Guides

Data partitioning

Defining partitioning to optimize queries

⚠️

Check This First!

This article refers to BaseModel accessed via Docker container. Please refer to Snowflake Native App section if you are using BaseModel as SF GUI application.

BaseModel divides queries into smaller chunks (partitions) to decrease memory consumption of the database. Please note that the database partitioning is different than BaseModel partitioning and does not have to be defined identically, however, setting BaseModel chunks to align with the database partitioning will result in better query optimization. The database partitioned by the same column as defined in the BaseModel config significantly decreases the execution time of queries.

To increase or decrease the number of chunks change num_query_chunks described in the relevant section of Managing space and memory or num_workers described in the relevant section of Control of data loading process.


Parameters
  • partition_column : str
    default: main_entity_column
    Column used for data partitioning. Chunks will be defined based on values in this column. By default it will be the same column as defined in the field main_entity_column.

    ⚠️

    Important!

    The partition column defined in the config should be either the main_entity_column or any other column which values disjointly separates main entity values. In other words, a given main entity value can be in only one partition.
    Not fulfilling this condition will result in the wrong data distribution during training.
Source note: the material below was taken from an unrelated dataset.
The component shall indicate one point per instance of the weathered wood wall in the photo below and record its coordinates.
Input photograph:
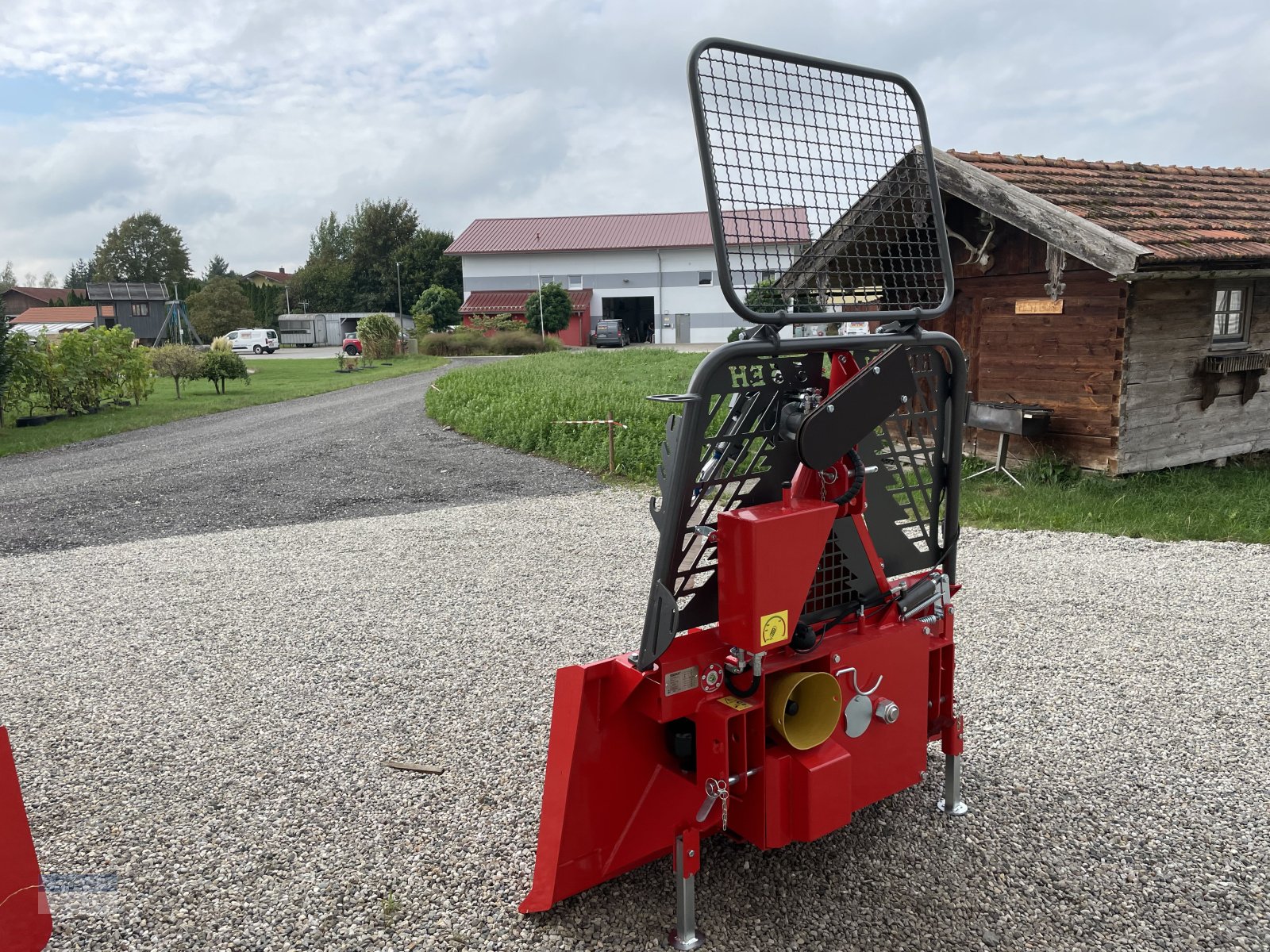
(1170, 328)
(1070, 362)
  • partition_values_transformation : PartitionValueTransformation
    default: PartitionValueTransformation.HASH_MOD
    Type of transformation applied to the partition_column to determine the id of the partition. Available options:
    • PartitionValueTransformation.HASH_MOD: Can be used for any values in the partition column. The chunk id is a hash of partition column value modulo number of chunks.
    • PartitionValueTransformation.EXACT_GROUP: Can be used for any values in the partition column. Partitions will be created to obtain a similar size of each chunk. Should not be used with high cardinality columns as it might be cost-ineffective.
    • PartitionValueTransformation.EXACT_INT_MOD: Can be used when partition values are integers of any range. Values will be distributed to chunks based on the modulo of a number of partitions.
    • PartitionValueTransformation.EXACT_INT: Can be used when partition column values are consecutive integers in the range [0, number of partitions - 1]. Chunk id is the value in the partition column.


Example:

Suppose you have two data sources, product_buy and page_visit, both containing a column named user_id that identifies the main entity. Data source page_visit is partitioned in the database by a column user_group that divides users into 30 disjoint groups marked with integers. To optimize queries you can use the following configuration:

data_sorces:
  - type: event
    main_entity_column: user_id
    name: product_buy
    date_column:
       name: timestamp
    data_location:
       database_type: snowflake
       connection_params:
           user: username,
           password: strongpassword123,
           account: xy12345.west-europe.azure,
           database: EXAMPLE_DB,
           schema: EXAMPLE_SCHEMA,
           role: ACCOUNT_ADMIN
        table_name: product_buy        
  - type: event
    main_entity_column: user_id
    name: page_visit
    date_column:
       name: timestamp
    data_location:
       database_type: snowflake
       connection_params:
           user: username,
           password: strongpassword123,
           account: xy12345.west-europe.azure,
           database: EXAMPLE_DB,
           schema: EXAMPLE_SCHEMA,
           role: ACCOUNT_ADMIN
        table_name: page_visit
    partition_column: user_group
    partition_values_transformation: exact_int_mod

You can leave default BaseModel partitioning for product_buy since it is not partitioned in the database. Whereas page_visit is already partitioned by the column that disjointly divides users, it might be beneficial to set custom partition_column and partition_values_transformation parameters. You can use exact_int_mod transformation because values in user_group are integers.